= Doron Galezer =

Israeli journalist

Doron Galezer (דורון גלעזר; born 1952) is an Israeli journalist, former chief executive editor of Maariv newspaper and former chief executive editor of Uvda, an Israeli investigative journalism television show. He previously served as the chairman of Israel's Editors Committee. Galezer was born and raised in Afeka Tel-Aviv.

== Politics ==
In 1973, at the age of 21, he was appointed spokesman of "Moked," a left wing movement. He then became a co-founder of the peace party, "Mahane Sheli", and served as its spokesman during the 1977 elections. Galezer did not continue in politics after the 1977 elections.

== Professional Journalism ==

Galezer started his journalistic career in the early 1980s at Jerusalem weekly newspaper, Kol Ha-Ir, which earned an impressive reputation as qualitative, bold, liberal that included exclusive interviews and extensive in-depth investigative reporting.

In the mid-1990s, Galezer was appointed editor in chief of Schocken Group's local newspapers. At the end of 1996, Galezer was appointed editor in chief of "7 Days" weekly magazine in Yediot Aharonot, then the most widely circulated magazine in Israel.

He earned a name as a bold editor who published many important stories of government corruption and questionable connections between tycoons and politicians – including the first investigative reporting about Prime Minister Benjamin Netanyahu's family receiving gifts (The Amedi case) and his wife's problematic behavior (The Sara case).
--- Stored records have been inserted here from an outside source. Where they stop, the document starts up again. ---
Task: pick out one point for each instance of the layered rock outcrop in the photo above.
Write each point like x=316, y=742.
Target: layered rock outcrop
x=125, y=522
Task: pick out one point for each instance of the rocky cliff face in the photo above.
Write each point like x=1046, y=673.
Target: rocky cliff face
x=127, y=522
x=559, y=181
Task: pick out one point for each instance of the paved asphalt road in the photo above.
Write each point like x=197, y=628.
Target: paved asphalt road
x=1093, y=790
The weekly magazine also published exposes of a series of military and security failures – one of which won the most important journalistic award in Israel for research about the high propensity of cancer among naval commando sailors due to training exercises in the polluted Kishon river. Continuing his successful track record, Galezer was appointed Deputy Editor in Chief of Yedioth Aharonot in charge of all the papers' magazines.

== Television career ==

At the beginning of the millennium, Galezer retired from Yedioth Aharonot to pursue a television career and served for 6 years as editor in chief of the Israeli investigative TV show, Uvda with Ilana Dayan.

Galezer introduced a dramatic change in the program's format and engaged, alongside Ilana Dayan, a team of star reporters and investigative journalists, such as Itai Engel, Omri Assenhaim, Orly Vilnai, Igal Musco and Roni Kuban. Under his leadership, Uvda published investigative reports about criminals taking over 'Roberto' Models Agency, Israir airlines cover-up of a near accident at Ben Gurion airport, Captain R' - killing of a girl by the Israeli Army at Girit base, the Ferinian case – an investigation leading to a Commission of Inquiry and ousting of police inspector general Moshe Karadi, and Anthrax experiments done on special units’ soldiers, an investigation that also led to establishing a Commission of Inquiry.

== Journalism ==

At the end of 2007 Galezer was appointed co-editor in chief of Maariv newspaper alongside Ruth Yuval replacing Amnon Dankner.
Galezer and Yuval succeeded in cutting its losses (from ILS 5 million to ILS 1 million) and stopped the decrease in circulation, but resigned
In 2009, following disagreements with Maariv's publisher, Ofer Nimrodi.
Since 2009, Galezer has been a member of the press council, a board member of DocAviv international documentary film festival, and an investigative press lecturer at The Tel Aviv Academic College and The Netanya Academic College.

In 2017, Galezer, together with David Deri and Ruth Yuval, created the movie and TV series, "The Ancestral Sin" ("Sallah, this is Eretz Israel") revealing how immigrants from North Africa were deceitfully settled in distant, forgotten, small towns during the 1950s and 1960s.